For a while in my 30’s, I lived in Midtown Memphis. It was a magical place, and still the best “scene” I have ever belonged to.
I had friends who were authors, musicians, lawyers, doctors, shopkeepers, poets, and gallery owners. I routinely went to art gallery openings, CD release parties, and book signings. For part of that time I owned a small coffee shop, and on Saturday nights we would have live music, so I came to know jazz piano players, bass guitarists, and plain old rockabilly vocalists.
And one of the people I knew was an Elvis impersonator.
Now, I don’t know what your mental framework for an Elvis Impersonator is, but he probably wasn’t that. For one thing, he didn’t look terribly much like Elvis, and he preferred the title “tribute artist”, anyway.
But man could he sing. He had the whole range, so he could do Hound Dog, or Jailhouse Rock, or Blue Christmas, or even In the Ghetto. He was pretty popular, and stayed busy enough that he made a living from his performing, which few folks do.
He never performed at my shop – we were too small for him – but he often came by if we had a band in, and one night he hung till we closed the doors. He and I closed the place down that night, sitting in the corner table, drinking red wine from plastic cups and soaking the night in, neither of us willing to break the spell and have it end.
He told me about his career – how he had tried to make a living as a singer-songwriter, and had almost had a record deal, when the guy he was dealing with committed suicide and it all went away.
“And so now you make a living singing someone else’s songs.” I said, sounding more judgmental than I meant to. “Does that ever bother you?”
“Most people sing other people’s songs,” he said. “The difference is, I make a living doing it, and most of them don’t. And I get to make a living making people happy, and using my voice, and it’s lovely. It isn’t what I had planned, but it’s good. And besides – it never works out how you think it will, anyway. And that’s OK.”
There is a long list of things I cannot do. That isn’t negative self-talk – it’s just the truth. My attempts at drawing have always fallen prey to my hand-to-eye coordination, and my mental box of colors is the 9 color box of crayons, not the 64 crayon box. Grey literally is my favorite color. I cannot sing or, heck, carry a tune. I’m tone deaf.

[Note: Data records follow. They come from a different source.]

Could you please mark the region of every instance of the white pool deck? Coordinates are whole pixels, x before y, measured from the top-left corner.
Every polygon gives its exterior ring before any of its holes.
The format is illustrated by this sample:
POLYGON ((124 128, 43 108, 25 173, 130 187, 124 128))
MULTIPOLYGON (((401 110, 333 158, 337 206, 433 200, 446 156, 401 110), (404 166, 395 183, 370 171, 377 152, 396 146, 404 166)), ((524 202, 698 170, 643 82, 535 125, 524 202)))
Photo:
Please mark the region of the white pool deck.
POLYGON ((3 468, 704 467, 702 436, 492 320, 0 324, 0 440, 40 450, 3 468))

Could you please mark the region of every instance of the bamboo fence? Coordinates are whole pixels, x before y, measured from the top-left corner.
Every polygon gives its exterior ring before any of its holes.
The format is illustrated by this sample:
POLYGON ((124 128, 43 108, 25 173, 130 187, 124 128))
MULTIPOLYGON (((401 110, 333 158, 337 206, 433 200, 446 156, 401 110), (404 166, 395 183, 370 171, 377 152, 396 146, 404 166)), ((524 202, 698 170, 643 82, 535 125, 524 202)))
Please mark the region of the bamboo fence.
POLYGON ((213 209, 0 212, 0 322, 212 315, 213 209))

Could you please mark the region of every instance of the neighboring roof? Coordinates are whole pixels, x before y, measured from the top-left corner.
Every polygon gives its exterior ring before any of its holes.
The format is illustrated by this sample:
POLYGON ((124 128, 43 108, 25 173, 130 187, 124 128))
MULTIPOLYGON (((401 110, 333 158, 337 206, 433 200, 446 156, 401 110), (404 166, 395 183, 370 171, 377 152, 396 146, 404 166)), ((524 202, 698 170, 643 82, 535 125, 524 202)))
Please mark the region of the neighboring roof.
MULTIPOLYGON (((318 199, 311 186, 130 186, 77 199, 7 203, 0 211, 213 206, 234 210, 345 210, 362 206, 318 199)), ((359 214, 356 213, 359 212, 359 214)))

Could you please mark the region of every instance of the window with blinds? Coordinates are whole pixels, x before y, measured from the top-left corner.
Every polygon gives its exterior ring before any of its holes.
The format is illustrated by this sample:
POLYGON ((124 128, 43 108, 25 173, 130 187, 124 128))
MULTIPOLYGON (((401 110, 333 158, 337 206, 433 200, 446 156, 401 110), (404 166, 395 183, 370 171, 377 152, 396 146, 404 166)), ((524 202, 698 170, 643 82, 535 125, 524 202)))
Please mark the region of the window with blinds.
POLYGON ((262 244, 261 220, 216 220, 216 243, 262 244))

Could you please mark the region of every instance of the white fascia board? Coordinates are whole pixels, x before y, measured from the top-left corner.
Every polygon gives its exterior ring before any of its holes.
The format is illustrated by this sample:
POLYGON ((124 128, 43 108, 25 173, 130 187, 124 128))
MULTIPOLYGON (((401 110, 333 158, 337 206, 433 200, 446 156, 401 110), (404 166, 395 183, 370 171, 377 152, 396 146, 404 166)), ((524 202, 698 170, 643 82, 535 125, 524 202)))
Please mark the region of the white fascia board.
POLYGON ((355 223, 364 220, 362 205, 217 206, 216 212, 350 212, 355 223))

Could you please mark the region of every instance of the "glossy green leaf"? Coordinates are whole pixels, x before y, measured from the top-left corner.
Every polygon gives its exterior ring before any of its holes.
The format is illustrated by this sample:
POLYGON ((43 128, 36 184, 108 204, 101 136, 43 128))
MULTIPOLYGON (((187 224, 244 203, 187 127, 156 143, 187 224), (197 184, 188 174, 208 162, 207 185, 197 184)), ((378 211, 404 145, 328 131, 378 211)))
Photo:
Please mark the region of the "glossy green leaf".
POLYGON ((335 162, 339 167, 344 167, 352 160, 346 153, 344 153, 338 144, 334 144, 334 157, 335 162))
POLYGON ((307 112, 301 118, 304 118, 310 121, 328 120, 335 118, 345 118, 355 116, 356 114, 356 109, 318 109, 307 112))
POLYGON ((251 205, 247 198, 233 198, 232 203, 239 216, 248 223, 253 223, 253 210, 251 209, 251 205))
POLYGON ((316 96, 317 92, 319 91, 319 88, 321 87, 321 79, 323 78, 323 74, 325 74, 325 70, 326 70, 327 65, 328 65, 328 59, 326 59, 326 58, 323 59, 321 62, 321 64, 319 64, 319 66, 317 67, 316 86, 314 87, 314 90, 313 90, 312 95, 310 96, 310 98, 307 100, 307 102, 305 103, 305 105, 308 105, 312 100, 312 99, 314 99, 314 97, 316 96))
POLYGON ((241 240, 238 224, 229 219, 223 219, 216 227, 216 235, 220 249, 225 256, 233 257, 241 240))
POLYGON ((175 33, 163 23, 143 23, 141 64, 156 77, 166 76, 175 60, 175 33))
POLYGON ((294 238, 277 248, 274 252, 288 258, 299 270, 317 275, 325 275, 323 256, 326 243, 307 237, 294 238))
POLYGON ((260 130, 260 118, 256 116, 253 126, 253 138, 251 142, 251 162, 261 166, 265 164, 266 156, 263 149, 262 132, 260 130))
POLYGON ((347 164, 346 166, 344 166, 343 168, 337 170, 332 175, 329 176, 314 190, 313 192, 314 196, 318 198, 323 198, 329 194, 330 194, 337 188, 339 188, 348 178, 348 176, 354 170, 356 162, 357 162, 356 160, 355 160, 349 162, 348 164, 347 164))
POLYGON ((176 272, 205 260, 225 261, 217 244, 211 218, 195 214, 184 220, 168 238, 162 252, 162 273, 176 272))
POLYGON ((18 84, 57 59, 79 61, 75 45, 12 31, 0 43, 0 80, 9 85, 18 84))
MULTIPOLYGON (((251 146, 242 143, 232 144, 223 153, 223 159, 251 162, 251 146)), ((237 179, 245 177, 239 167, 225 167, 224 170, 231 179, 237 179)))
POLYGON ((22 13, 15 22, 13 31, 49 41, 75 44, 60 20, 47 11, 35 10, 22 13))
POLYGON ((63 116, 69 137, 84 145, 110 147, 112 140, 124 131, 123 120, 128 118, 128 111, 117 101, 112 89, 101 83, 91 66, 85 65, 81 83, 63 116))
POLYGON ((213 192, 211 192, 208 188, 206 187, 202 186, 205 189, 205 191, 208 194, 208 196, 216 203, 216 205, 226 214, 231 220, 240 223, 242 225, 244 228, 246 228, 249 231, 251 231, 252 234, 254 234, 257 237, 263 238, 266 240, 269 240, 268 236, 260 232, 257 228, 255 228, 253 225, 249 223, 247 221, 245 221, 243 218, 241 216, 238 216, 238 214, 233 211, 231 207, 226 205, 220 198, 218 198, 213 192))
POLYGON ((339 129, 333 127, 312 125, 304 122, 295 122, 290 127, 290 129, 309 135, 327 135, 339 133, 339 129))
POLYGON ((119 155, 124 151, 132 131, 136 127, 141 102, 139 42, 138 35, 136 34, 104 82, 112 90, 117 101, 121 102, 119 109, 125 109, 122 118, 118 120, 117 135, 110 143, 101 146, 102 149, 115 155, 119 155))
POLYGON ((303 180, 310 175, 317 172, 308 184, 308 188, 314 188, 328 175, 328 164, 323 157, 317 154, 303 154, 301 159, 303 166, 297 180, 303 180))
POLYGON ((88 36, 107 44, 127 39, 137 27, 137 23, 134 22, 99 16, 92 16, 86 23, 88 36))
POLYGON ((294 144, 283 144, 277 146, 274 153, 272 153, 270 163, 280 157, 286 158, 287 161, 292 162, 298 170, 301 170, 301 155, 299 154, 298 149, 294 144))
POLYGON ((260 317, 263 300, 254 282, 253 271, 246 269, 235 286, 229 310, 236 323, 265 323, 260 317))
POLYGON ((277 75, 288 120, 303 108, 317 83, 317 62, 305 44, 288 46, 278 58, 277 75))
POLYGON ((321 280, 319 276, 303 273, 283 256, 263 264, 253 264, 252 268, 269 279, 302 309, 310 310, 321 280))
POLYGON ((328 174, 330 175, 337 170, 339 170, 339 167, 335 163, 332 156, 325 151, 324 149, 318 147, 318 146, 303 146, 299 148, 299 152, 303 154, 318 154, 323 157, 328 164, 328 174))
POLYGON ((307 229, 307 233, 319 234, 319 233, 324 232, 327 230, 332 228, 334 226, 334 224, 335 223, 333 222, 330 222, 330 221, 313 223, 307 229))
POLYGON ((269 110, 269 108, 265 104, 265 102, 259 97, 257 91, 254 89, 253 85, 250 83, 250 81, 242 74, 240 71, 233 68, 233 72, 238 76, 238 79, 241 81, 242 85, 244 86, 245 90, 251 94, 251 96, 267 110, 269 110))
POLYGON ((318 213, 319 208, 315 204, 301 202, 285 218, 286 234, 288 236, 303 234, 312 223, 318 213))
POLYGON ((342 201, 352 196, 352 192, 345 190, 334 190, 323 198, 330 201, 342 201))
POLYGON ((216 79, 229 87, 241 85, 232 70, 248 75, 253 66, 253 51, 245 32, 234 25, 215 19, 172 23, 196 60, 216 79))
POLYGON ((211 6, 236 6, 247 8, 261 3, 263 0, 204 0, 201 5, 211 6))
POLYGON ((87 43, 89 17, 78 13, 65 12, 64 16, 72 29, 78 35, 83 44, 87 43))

In short, visual and musical arts are both closed worlds to me. I don’t understand them, and I mean that literally. When my wife listens to music, she actually hears things I do not. When I was about 8 years old, my mom’s friend offered to teach me the piano, and that lasted 3 lessons, until my tone deafness became obvious.
And so, I came to believe that I was not “creative”.
Which is, objectively, silly. I mean, just today, on my day off, I have drafted a synopsis and first draft of an outline for a book I want to write. Then I spent time building out a new website to sell the items which I hand carve, and then went to the church to sketch out plans for part of the renovation there I am spear-heading. I came home and planted a rose bush, which will be the cornerstone of a memory garden I am planning, and I’m now writing a blog post, which will contain a story and which will finish out around 700 words, and what’s more, I’ve done more words than that daily for months now. And after I eat, I will go out to my workshop and carve some spoons and spatulas of my own design, which people will pay me money for.
I’m creative as hell. I’m just not a musician.
I guess what I’m saying is, it doesn’t always work out how you want it to. And that’s OK.